L'idée, c'est de gonfler le plus possible le montant des frais dits "généraux" d'un film, grâce à une société montée pour l'occasion, qui va absorber ces dépenses. Une somme qui est donc déduite des profits générés grâce aux recettes du film au Box Office. Cette méthode permet ainsi aux Majors de réduire notamment le montant des Royalties à verser (voire les éliminant). Ca vous semble obscure ? Les exemples pour illustrer ne manquent pas... Car à Hollywood, on ne compte plus les victimes de ces pratiques, des acteurs aux scénaristes notamment, mais pas seulement.
Le plus fameux exemple est celui de David Prowse, alias Dark Vador dans la première trilogie Star Wars. L'acteur s'est plaint en 2009 d'avoir été floué dans le contrat signé pour Le Retour du Jedi. Contrat qui prévoyait un pourcentage qu'il devait toucher sur les profits nets générés par le film, qui a engrangé pas moins de 475 millions de dollars à sa sortie. Hormis son cachet d'acteur bien entendu, Prowse n'a pas vu la couleur d'un Cents de ce fameux pourcentage... "Je reçois occasionnellement des lettres de Lucasfilm, me disant qu'ils ont le regret de m'informer que Le Retour du Jedi n'a jamais généré de profits, et qu'ils n'ont par conséquent rien à m'envoyer. On parle de l'une des plus grosses sorties de tous les temps !" déclarait David Prowse, légitimement amer; "je ne voudrais pas avoir l'air d'abuser, mais s'il y a un pot d'or quelque part et que j'ai droit à une part, j'aimerai bien le voir". Devant ses demandes insistantes, le retour de manivelle ne s'est pas fait attendre. En 2010, il s'est fait interdire par LucasFilm (et par extension George Lucas) de toute Convention star Wars ou manifestation organisées autour de la saga... Ambiance.
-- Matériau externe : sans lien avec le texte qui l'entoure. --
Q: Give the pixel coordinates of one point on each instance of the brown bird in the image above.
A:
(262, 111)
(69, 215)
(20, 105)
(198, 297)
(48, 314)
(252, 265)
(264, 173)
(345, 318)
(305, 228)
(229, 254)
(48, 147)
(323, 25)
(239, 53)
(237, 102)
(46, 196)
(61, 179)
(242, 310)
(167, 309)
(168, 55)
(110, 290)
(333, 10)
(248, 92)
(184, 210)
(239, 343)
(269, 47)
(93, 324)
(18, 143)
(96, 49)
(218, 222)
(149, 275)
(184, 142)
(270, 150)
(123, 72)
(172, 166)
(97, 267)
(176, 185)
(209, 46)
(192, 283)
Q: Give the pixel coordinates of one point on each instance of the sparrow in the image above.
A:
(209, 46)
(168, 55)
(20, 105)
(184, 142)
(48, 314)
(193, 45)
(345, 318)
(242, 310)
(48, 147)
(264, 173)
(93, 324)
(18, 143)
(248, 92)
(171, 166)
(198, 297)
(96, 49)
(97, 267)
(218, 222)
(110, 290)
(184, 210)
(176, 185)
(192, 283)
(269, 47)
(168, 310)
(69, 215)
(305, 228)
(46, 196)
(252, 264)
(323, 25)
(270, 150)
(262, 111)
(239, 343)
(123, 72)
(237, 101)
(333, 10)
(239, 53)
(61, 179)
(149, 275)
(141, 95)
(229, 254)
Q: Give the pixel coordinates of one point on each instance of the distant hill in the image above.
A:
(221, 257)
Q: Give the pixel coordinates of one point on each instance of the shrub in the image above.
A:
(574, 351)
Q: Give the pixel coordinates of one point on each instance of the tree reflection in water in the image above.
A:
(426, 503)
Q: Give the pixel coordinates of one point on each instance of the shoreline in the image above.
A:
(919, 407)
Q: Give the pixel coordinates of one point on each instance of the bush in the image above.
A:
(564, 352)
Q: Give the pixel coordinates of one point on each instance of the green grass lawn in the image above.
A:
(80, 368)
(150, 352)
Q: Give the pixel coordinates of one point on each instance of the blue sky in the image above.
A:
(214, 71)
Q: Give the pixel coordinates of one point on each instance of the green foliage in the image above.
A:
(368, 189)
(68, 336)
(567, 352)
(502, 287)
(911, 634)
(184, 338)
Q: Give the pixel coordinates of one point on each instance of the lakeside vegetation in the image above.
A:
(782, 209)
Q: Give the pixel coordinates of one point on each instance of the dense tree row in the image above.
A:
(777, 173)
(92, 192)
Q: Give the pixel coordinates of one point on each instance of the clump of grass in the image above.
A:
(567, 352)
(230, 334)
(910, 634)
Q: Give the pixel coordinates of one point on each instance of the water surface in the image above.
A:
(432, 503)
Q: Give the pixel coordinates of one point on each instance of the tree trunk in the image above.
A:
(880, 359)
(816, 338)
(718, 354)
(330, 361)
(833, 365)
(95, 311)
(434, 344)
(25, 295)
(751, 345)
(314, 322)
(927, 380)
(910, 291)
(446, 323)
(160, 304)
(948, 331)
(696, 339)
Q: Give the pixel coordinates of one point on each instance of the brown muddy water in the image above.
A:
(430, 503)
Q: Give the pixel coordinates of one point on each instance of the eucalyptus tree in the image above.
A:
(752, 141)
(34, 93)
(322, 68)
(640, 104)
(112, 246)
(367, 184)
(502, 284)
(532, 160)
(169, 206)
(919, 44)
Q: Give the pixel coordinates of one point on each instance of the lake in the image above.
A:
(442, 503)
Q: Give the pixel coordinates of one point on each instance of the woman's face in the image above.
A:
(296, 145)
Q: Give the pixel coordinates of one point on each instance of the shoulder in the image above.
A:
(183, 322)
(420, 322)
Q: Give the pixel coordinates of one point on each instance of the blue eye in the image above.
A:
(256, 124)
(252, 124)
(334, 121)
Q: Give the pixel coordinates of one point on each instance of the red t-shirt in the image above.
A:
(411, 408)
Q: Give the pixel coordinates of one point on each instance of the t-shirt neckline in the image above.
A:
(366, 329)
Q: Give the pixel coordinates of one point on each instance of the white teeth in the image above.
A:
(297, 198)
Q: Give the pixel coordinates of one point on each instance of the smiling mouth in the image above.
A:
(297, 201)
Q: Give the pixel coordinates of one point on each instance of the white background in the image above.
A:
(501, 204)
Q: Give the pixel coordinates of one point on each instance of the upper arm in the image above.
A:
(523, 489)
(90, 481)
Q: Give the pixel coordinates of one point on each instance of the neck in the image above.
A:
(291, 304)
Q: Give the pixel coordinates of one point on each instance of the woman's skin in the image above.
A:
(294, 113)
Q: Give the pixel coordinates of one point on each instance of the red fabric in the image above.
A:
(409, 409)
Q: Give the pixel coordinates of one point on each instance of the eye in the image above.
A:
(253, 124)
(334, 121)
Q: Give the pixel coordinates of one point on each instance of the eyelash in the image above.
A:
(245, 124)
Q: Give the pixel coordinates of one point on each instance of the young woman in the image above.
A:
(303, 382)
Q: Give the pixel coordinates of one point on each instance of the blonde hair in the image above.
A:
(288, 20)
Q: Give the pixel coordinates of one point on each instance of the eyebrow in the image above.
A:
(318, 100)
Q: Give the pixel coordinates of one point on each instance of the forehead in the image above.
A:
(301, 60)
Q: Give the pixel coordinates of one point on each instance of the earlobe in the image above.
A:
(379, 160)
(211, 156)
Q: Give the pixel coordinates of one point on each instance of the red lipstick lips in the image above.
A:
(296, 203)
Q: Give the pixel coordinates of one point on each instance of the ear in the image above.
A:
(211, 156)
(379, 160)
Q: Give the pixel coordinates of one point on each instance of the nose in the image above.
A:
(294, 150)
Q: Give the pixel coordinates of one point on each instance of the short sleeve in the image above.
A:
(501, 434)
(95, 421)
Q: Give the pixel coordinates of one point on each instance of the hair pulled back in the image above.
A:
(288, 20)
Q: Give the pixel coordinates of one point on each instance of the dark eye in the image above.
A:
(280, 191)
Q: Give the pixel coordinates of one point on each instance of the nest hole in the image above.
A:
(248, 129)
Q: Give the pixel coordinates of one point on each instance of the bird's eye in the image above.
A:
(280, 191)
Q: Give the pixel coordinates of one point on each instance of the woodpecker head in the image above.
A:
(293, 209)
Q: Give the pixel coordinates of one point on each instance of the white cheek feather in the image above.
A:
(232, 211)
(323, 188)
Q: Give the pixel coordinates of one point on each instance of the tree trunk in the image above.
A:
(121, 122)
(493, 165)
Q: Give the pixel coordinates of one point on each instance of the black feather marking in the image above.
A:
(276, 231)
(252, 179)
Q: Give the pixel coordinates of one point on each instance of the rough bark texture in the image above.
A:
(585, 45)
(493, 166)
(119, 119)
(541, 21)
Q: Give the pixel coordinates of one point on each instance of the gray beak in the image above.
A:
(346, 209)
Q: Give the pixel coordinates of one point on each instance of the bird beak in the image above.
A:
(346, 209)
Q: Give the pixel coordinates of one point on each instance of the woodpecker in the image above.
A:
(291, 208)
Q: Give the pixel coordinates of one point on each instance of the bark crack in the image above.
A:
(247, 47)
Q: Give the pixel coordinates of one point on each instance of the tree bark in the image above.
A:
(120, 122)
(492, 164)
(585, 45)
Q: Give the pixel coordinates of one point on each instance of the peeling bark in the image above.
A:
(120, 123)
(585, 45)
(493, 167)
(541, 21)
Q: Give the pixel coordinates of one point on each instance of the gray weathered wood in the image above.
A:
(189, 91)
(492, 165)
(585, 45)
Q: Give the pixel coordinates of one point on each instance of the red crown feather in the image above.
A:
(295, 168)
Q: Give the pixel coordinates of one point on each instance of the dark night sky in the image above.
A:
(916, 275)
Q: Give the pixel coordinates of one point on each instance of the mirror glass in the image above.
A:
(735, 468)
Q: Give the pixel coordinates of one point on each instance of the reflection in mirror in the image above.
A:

Comment un film qui a récolté 475 millions de $ au BO (sur un budget de 32 millions) peut-il n'avoir très officiellement aucun profit à distribuer ? Le Hollywood Accounting est passé par là. En fait, les Majors mettent le plus souvent sur pied une société pour chaque film qu'elles produisent. Comme n'importe quelle société, elle calcule ses profits en soustrayant les dépenses des revenus. Le studio charge alors cette société / entité avec d'énormes frais, qui couvrent / camouflent ainsi les revenus des films. D'un point de vue comptable, le film devient un "Money Loser", et n'a donc techniquement pas de profits à reverser...Tout est bon pour gonfler ces fameux frais généraux, que ce soit à la production, au marketing ou à la distribution.
Un exemple plus récent concerne le film Harry Potter et l'Ordre du Phénix, sorti en 2007 et produit par Warner. On parle donc d'un film qui a engrangé au Box Office mondial près de 940 millions de $, pour un budget de 150 millions environ. Très officiellement, le film est en fait... Déficitaire; de 167 millions de $ très exactement. Oui oui, vous avez bien lu. Hallucinant. En 2010, le site Deadline avait pu mettre la main sur une facture de la Major. On peut y voir que le studio a chargé environ 350 millions de $ dans les frais de distribution, publicité et autres à cette société externe.